It was in 1989 that a soldier in Yamoussoukro chatted me up and asked if I was black or white.
I looked at him in astonishment and asked him whether there was any difference between us as our skin colour was the same, though he was darker.
The soldier obviously meant well.
He told me: "Why are you travelling with the white president of South Africa in his jet?"
I did not get his question, I insisted.
Then he laid it on me.
"You see, in South Africa there is apartheid," he said. "All those who benefit from it are white. Blacks are poor and live in shantytowns. They cannot afford to travel, let alone buy food."
I was determined to find out, though, why he said I was white. The good soldier had a good argument and I had to give him credit for that.
First, I was among a group of political correspondents accompanying then president FW de Klerk on a state visit to Ivory Coast. He had just succeeded PW Botha, who was forced to resign because of his refusal to accept that majority rule was inevitable.
So I asked the soldier if he was not black himself.
He was quick to respond.
"Who, me? Of course I'm not black."
Then, if not, you are white, I said, thinking he would be provoked and shoot me with his AK-47 rifle.
No, he was quite calm when he told me: "I am an African."
Was I not African, I asked myself.
At that stage I felt he had stripped me, that I was not an African and that South Africa was on another continent.
What made me go down memory lane, you may ask. Many of us have obviously been bombarded by reams of print about the black and white debate in recent weeks.
Needless to say, and without dwelling on the issue, we all know that the resurgence of the Forum of Black Journalists became a highly divisive topic to the extent that it landed in the lap of the Human Rights Commission.
I will not repeat this debate except to say columnist Barry Ronge referred to the FBJ as the Union of Black Journalists (UBJ) two weeks ago.
Well, I do not know if the respected Ronge made a mistake or meant it.
You see, the UBJ was an organisation of black journalists that fought alongside other liberation groups.
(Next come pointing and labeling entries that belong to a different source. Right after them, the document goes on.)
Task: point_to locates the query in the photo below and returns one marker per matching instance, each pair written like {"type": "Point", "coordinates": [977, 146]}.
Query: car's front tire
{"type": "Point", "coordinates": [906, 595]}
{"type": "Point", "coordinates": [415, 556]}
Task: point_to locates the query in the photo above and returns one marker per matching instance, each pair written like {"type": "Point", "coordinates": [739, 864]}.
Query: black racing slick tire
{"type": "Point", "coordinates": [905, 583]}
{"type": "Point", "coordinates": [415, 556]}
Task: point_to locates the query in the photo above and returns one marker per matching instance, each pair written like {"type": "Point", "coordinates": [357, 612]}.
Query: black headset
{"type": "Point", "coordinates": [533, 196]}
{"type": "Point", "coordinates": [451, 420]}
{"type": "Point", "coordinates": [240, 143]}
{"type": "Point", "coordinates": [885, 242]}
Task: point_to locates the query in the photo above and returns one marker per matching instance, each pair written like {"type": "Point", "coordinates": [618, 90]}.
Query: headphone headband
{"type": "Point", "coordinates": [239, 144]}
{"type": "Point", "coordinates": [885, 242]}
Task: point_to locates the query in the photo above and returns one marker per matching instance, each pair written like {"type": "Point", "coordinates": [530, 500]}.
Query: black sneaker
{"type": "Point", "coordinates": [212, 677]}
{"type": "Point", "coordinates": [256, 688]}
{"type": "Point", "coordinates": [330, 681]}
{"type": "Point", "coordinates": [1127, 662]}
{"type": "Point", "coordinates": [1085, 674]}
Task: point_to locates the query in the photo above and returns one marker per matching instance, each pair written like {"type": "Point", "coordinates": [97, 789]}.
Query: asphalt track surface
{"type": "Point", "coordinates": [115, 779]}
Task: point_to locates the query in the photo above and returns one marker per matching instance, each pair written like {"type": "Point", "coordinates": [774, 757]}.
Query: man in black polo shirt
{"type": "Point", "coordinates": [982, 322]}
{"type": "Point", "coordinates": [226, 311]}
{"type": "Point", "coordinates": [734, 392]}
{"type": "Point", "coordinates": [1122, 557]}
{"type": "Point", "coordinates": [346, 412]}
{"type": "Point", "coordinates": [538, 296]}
It was one of the 19 organisations that were banned on October 19 1977.
Now this is beside the point.
Why don't we emulate other Africans such as my friend the soldier of Yamoussoukro?
Lest I am accused of undermining the FBJ and other groups that believe blacks are still under the yoke of oppression, this is far from it.
I have said before that we are all Africans - from Cape to Cairo.
Robert Sobukwe died for the principle that in Africa there are no blacks or whites or coloureds or Indians, but Africans. Sobukwe believed in the human race and that an African was anyone who was loyal to Africa.
So there, I have said it and I know I will be told where to get off but I know I agree with my friend the soldier of Yamoussoukro.